When disabled, the bundled workflow commands become unavailable, the workflow keyword no longer triggers a run, and ultracode is removed from the /effort menu.

Best Practices for Safe Usage#

Dynamic workflows can spawn hundreds of agents in a single run. The guidance below helps you get useful results without unexpected token costs or runaway runs.

Scope workflows to a specific, well-defined task#

Workflows are most effective — and most economical — when the task is clearly bounded. A workflow asked to "audit the entire codebase" with no further constraints will interpret that as broadly as it can. A workflow asked to "audit every exported function in src/api/ for missing input validation" has a clear scope and a clear stopping condition.

Write your workflow prompt the same way you would write a good acceptance criterion: what needs to be checked, what the pass/fail condition is, and where the boundary of the task is.

Start small and scale up#

Run /deep-research on a narrow question before using ultracode on a large codebase. Run a workflow over a single module before running it over a repository. Starting small lets you verify that the workflow does what you intended before committing to a large token spend.

Check your model before large runs#

Every agent in a workflow uses your session's model unless the script explicitly routes a stage to a different one. If you usually switch to a smaller model for routine work, check /model before launching a large run. You can also ask Claude — when you describe the task — to use a smaller model for phases that don't need the strongest one.

Pre-approve tool access to avoid mid-run interruptions#

Shell commands, web fetches, and MCP tools that are not in your allowlist can pause a long-running workflow with permission prompts. Add the commands the agents will need to your tool allowlist before starting, rather than approving them one by one mid-run.

Monitor progress and stop early if needed#

The /workflows view shows each phase with its agent count, token total, and elapsed time. You can drill into any phase or individual agent to see what it is doing. If the run is going in the wrong direction — producing low-quality results, exploring the wrong part of the codebase, or consuming more tokens than expected — stop it from /workflows at any time.

Stopping does not lose completed work. When you resume within the same session, agents that already completed return their cached results and only the remaining agents run live.

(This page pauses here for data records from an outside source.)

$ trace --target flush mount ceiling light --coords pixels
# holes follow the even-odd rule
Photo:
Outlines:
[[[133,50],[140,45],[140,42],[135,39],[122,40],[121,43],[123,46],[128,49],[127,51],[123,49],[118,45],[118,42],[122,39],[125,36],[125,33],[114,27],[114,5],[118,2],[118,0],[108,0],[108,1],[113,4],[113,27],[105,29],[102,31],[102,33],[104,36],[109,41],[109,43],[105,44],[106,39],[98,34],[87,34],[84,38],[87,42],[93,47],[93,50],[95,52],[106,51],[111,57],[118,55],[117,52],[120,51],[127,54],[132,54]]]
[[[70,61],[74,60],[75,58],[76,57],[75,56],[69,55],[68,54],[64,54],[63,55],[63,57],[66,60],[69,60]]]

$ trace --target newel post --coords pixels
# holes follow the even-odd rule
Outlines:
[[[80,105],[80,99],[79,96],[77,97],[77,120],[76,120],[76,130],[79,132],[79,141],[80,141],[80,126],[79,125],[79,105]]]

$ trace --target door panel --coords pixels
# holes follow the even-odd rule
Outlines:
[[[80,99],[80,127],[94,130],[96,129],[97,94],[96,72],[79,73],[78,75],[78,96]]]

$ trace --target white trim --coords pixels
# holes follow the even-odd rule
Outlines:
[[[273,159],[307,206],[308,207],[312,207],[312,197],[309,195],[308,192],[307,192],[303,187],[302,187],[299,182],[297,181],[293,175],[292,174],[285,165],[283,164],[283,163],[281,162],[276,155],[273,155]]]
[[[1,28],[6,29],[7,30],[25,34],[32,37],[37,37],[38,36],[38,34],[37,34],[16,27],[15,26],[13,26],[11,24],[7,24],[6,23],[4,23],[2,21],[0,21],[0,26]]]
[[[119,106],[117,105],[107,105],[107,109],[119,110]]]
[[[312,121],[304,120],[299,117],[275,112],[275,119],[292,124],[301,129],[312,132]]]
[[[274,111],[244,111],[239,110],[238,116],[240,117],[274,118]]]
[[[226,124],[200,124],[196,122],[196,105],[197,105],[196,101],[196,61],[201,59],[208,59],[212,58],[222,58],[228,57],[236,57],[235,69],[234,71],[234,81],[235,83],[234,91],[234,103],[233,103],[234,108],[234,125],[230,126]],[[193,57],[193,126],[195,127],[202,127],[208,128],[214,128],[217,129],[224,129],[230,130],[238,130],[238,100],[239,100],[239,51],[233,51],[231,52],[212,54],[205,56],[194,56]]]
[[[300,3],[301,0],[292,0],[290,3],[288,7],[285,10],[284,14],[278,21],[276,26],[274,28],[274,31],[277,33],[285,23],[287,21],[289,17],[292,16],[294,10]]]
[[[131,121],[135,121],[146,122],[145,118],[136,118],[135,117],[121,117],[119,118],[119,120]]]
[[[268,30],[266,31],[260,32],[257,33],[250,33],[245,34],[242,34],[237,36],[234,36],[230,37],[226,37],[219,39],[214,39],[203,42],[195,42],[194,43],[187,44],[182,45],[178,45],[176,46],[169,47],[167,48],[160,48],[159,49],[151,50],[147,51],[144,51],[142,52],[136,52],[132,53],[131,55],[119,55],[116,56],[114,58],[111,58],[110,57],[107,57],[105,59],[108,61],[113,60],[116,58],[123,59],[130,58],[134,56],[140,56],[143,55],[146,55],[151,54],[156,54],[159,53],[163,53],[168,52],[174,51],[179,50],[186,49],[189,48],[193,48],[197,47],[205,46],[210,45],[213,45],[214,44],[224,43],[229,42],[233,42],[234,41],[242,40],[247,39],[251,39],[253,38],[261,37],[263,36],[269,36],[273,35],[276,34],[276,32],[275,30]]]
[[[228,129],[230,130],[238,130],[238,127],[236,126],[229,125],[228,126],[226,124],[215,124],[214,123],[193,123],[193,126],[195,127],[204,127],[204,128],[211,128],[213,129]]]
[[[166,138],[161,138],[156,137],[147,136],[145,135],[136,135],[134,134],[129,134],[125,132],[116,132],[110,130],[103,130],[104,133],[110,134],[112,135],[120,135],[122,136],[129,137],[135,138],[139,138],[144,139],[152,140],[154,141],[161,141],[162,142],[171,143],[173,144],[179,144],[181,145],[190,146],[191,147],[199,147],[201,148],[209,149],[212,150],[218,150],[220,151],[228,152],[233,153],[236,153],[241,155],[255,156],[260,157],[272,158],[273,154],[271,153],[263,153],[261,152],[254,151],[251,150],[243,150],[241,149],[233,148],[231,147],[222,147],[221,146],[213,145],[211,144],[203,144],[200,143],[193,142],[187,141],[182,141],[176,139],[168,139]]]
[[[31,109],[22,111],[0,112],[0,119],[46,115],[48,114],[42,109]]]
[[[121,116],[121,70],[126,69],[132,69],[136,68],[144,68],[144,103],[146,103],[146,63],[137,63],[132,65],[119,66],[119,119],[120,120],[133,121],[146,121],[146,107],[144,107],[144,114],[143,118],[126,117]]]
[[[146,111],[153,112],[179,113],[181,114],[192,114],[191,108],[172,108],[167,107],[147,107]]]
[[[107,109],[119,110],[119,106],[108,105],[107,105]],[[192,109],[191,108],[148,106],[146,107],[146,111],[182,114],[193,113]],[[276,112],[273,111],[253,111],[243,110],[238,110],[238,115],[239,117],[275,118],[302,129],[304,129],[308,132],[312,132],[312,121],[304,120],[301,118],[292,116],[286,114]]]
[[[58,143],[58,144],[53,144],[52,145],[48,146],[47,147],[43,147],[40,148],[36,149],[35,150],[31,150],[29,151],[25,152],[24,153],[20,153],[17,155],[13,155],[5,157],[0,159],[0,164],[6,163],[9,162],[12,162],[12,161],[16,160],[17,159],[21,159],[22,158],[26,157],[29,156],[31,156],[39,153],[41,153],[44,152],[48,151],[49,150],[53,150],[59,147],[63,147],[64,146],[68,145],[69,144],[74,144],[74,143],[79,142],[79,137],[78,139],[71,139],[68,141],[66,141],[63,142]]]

Treat ultracode as a high-effort mode, not a default#

Ultracode applies workflow orchestration to every substantive task in the session and combines it with xhigh reasoning effort. A single request can turn into several workflows in sequence. This produces high-quality results but uses significantly more tokens than lower effort levels.

Use ultracode for your highest-stakes work — a complex migration, a thorough security audit, a decision you need thoroughly analyzed from multiple angles. Use /effort high or lower for routine tasks. Ultracode resets when you start a new session, so the cost is bounded to the session in which you enable it.